The latest APC Quarterly Demand Forecast has raised questions over the future supply of lithium to produce batteries for BEVs, with its figures ‘reinforcing’ prior indications that only 60% of expected demand in 2030 would be met if only the most likely lithium projects are operational by the end of the decade.

APC has suggested that shifting some BEV production to FCEVs and hydrogen range extender vehicles is a pathway that could be explored to ensure automotive lithium demand remains sustainable.

With hydrogen fuel cell technology providing a key solution to decarbonising larger vehicles, a recent APC report highlighted the need for investment in scaling up the manufacture of hydrogen fuel cell systems to align with future battery costs.

Julian Hetherington, Automotive Transformation Director at the APC, said,  “Globally, investment is still needed if hydrogen fuel cell systems are to be implemented at scale.

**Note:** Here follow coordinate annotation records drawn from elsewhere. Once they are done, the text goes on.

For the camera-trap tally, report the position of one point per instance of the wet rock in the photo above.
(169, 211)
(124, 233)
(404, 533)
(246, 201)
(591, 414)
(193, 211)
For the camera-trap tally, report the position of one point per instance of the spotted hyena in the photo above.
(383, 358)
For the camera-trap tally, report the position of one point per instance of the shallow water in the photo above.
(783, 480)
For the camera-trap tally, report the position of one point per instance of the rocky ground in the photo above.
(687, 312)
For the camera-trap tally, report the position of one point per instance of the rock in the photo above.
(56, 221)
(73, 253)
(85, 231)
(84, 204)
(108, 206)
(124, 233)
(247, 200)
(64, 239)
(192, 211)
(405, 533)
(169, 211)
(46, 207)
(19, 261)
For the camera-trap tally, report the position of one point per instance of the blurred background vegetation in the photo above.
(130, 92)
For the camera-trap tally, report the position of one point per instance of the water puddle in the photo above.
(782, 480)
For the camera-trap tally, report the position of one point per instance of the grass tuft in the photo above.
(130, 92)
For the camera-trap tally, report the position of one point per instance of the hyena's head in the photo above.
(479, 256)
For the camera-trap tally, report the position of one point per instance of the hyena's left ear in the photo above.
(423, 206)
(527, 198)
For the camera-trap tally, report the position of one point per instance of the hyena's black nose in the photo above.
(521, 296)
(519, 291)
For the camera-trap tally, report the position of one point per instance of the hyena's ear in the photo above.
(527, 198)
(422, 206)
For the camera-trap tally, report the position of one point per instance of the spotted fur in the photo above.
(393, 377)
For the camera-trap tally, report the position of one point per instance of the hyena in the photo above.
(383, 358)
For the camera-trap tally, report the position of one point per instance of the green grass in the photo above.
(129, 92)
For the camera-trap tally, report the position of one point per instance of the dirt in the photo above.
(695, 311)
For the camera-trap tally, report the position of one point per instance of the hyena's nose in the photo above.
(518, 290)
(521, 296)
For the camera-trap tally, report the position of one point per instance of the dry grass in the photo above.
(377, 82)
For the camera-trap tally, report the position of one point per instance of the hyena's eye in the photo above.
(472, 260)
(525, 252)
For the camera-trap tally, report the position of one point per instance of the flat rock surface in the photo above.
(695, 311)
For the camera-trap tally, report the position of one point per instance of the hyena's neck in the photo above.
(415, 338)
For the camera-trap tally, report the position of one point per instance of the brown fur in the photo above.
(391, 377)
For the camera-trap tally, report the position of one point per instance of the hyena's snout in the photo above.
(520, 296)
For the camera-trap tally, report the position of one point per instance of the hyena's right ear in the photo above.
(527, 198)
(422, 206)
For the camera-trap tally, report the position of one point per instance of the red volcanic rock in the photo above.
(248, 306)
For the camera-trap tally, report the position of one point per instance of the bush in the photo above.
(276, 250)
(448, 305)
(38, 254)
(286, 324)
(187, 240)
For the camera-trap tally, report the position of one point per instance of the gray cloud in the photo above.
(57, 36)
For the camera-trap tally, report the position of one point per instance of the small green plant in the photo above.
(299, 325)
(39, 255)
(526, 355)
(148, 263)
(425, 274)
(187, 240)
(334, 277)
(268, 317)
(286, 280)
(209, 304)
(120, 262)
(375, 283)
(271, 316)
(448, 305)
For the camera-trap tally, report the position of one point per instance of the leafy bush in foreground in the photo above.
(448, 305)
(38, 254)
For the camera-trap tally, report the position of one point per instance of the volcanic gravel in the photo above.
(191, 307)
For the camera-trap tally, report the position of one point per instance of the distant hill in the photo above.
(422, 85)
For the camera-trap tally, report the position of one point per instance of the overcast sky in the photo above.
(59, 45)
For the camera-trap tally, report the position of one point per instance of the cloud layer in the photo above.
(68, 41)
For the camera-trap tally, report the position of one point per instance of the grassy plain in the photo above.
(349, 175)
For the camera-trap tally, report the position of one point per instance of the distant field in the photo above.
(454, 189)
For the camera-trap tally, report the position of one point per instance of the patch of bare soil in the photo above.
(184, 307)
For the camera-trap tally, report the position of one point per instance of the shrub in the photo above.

“A gigafactory is currently being built in the UK to manufacture membrane electrode assemblies and we have key automotive manufacturers here in the UK that could attract further investments across the supply chain.

“To maximise the potential impact of fuel cells and other Net Zero propulsion solutions, recharging and refuelling infrastructures need significant investment.”

In June (2022), Rethink Energy’s Heavy duty transport transition will rely more on hydrogen than batteries report predicted that hydrogen capacity is set to overtake battery-electric vehicles in the heavy-duty transport sector.

Read more: Report predicts hydrogen will take a lead in future heavy-duty transportation

The APC suggested that manufacturing BEVs with smaller batteries and substituting lithium with sodium-ion in smaller vehicles were other pathways that could improve the sustainability of automotive lithium supply.